What is selfishness and why is it such a virtue? Virtues are supposed to make us feel good, yet this one tends to raise mixed feelings within us. Consulting my trusty dictionary, I find that “selfish” means “devoted to or caring only for oneself; concerned primarily with one’s own interests, benefits, welfare, etc., regardless of others”. It is the “regardless of others” part that becomes a problem, for surely there could be nothing wrong with caring for ourselves. If we explore further the definition of “self” we will find that it means “consciousness of one’s own identity”. How did “self-ish” or “belonging to the consciousness of our own identity” come to mean concern ONLY with our own needs to the exclusion of others? Perhaps it is because when we are conscious of who we are, then we are out of the control of others. We are able to determine our own dreams, hopes, desires and live our lives in accordance.
But this is not at all to say that when we are in this state, we totally ignore the needs of others. There is a balance to be struck. There IS virtue and nobility in helping and giving to others. There is something uplifting about serving others even at our own seeming disadvantage. When we are in this mode, then the discomfort is temporary, for it is superceded by the gratification of giving of oneself.

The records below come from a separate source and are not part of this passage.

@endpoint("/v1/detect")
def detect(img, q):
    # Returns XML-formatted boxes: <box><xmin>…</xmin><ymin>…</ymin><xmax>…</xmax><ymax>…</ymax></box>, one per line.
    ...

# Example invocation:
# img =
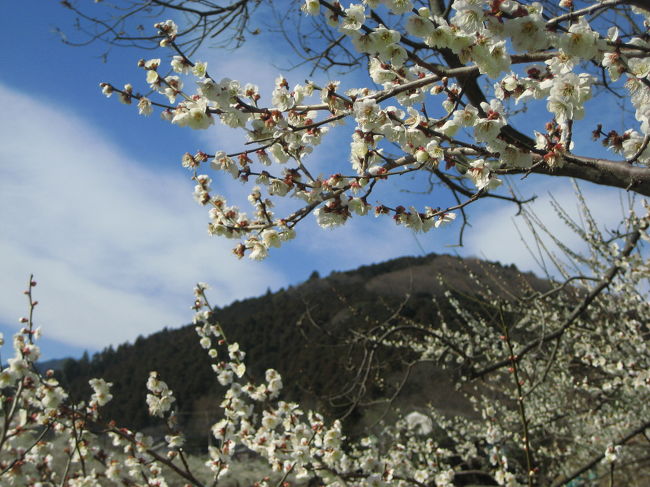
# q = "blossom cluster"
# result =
<box><xmin>98</xmin><ymin>1</ymin><xmax>649</xmax><ymax>259</ymax></box>
<box><xmin>0</xmin><ymin>279</ymin><xmax>463</xmax><ymax>487</ymax></box>
<box><xmin>351</xmin><ymin>198</ymin><xmax>650</xmax><ymax>484</ymax></box>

I visited the Hector Pieterson Museum in Soweto today. The moment I rounded the corner of the building, I was blown away by the strongest moment of recognition – of a photograph of a young man carrying a dying child, with a screaming girl running beside him. It was the photograph of one of the first children killed in the Soweto riot that brought the horrific situation in South Africa to international attention. This photo of anguished children and a dying child that was transmitted around the world, was the proverbial straw that broke the camel’s back. I recognised it instantly.
As we moved away from the photograph towards the museum entrance, my eyes fell to this quote from the mother of the child holding Hector, now etched in a marble step: “Mbuyisa is or was my son. But he is not a hero. In my culture, picking up Hector is not an act of heroism. It was his job as a brother. If he left him on the ground and somebody saw him jumping over Hector, he would never be able to live there.”

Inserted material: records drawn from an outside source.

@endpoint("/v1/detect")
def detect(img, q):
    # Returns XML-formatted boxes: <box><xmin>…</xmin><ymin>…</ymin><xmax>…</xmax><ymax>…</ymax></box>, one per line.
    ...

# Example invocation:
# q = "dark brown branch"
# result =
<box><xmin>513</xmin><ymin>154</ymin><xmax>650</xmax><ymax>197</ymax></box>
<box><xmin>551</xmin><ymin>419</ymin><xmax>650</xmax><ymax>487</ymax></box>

This is what occurred to me when I read the mother’s quote at the Hector Pieterson memorial: could it be that the young man who snatched Hector up in an effort to save him, was just being selfish? For how would he have lived with himself had he left Hector to die? His mother understood this. He was saving himself from a life of remorse and regret had he run away empty handed. He knew in his heart that he would not be able to live with himself. He was being selfish in the truest sense of the word – that is, conscious only of his identity as one human being a brother to another. Mbuyisa, in that moment, understood that he and Hector were one – and that to pick him up was an act of the greatest selfishness. And that is what heroism is – knowing who you are as a human being, one with all humanity, and acting in accordance.